International Journal of Computer Applications |
Foundation of Computer Science (FCS), NY, USA |
Volume 179 - Number 8 |
Year of Publication: 2017 |
Authors: Parth Khetarpal, Riaz Moradian, Shayan Sadar, Sunny Doultani, Salma Pathan |
10.5120/ijca2017916029 |
Parth Khetarpal, Riaz Moradian, Shayan Sadar, Sunny Doultani, Salma Pathan . LipVision: A Deep Learning Approach. International Journal of Computer Applications. 179, 8 ( Dec 2017), 34-36. DOI=10.5120/ijca2017916029
Lip-Reading is the task of interpreting what an individual is saying by analysing his/her mouth patterns while the individual is talking.
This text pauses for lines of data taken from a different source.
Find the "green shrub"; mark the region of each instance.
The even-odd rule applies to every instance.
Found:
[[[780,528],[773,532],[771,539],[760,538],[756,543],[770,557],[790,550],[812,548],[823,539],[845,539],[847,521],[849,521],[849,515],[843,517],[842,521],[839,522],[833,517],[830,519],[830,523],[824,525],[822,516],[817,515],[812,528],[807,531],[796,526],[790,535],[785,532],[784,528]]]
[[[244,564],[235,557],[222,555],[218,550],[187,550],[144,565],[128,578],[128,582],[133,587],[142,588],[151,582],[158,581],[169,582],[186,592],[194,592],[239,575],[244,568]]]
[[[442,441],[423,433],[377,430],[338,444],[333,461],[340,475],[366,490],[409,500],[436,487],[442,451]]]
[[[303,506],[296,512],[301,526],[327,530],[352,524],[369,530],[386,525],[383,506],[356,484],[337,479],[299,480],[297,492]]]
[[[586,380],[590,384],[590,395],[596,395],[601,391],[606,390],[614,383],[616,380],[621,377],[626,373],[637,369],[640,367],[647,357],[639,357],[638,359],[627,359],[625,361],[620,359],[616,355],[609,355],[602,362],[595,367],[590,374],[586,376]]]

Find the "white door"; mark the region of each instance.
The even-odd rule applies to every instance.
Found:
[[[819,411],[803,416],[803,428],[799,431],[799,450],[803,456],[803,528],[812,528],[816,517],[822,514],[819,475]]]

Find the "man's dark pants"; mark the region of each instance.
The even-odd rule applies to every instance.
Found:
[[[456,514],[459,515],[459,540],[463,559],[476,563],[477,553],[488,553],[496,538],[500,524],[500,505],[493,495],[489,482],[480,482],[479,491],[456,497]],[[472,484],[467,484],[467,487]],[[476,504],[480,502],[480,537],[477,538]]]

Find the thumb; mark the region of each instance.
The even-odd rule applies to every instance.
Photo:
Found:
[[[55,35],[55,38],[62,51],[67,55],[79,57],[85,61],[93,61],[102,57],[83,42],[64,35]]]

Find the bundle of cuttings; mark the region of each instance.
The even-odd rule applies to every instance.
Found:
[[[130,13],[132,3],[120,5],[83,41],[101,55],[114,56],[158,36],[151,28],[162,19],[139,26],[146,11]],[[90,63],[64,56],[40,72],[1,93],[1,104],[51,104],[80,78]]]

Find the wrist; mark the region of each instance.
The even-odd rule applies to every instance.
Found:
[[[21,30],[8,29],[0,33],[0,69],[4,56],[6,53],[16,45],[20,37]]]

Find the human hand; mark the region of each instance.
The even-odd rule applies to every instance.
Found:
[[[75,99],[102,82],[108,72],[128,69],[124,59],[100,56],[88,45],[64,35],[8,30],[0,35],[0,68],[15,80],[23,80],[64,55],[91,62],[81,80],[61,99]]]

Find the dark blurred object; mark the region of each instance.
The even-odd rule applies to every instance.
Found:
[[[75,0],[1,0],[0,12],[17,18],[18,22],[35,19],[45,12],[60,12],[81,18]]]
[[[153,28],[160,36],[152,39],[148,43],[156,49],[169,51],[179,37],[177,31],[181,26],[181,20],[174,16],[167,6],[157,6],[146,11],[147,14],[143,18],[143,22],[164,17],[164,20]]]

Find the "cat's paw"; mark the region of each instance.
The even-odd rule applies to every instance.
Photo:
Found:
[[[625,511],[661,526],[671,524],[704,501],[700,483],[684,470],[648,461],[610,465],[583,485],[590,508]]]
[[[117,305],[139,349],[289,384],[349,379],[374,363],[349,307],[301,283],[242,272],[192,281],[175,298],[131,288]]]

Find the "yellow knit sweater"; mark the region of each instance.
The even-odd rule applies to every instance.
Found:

The paper is conducting a survey on the previously done work on Lip-Reading. It will be discussing the different classifiers used, their efficiency and the end accuracy obtained. Lip-Reading can be used in a myriad of fields such as medical, communication and gaming. The proposed system will use the GRID corpus dataset in which the videos are recorded from 33 speakers. OpenCV and dlib will be used for face and mouth detection. Then the mouth ROI will be used with the iBug tool to annotate facial landmarks. The architecture consists of Convolutional Neural Networks which will be created and trained in Tensorflow (Open Source Software Library), which are then passed through Connectionist Temporal Classification. It will then be using saliency visualisation technique to interpret and match the learned behaviour and generate text.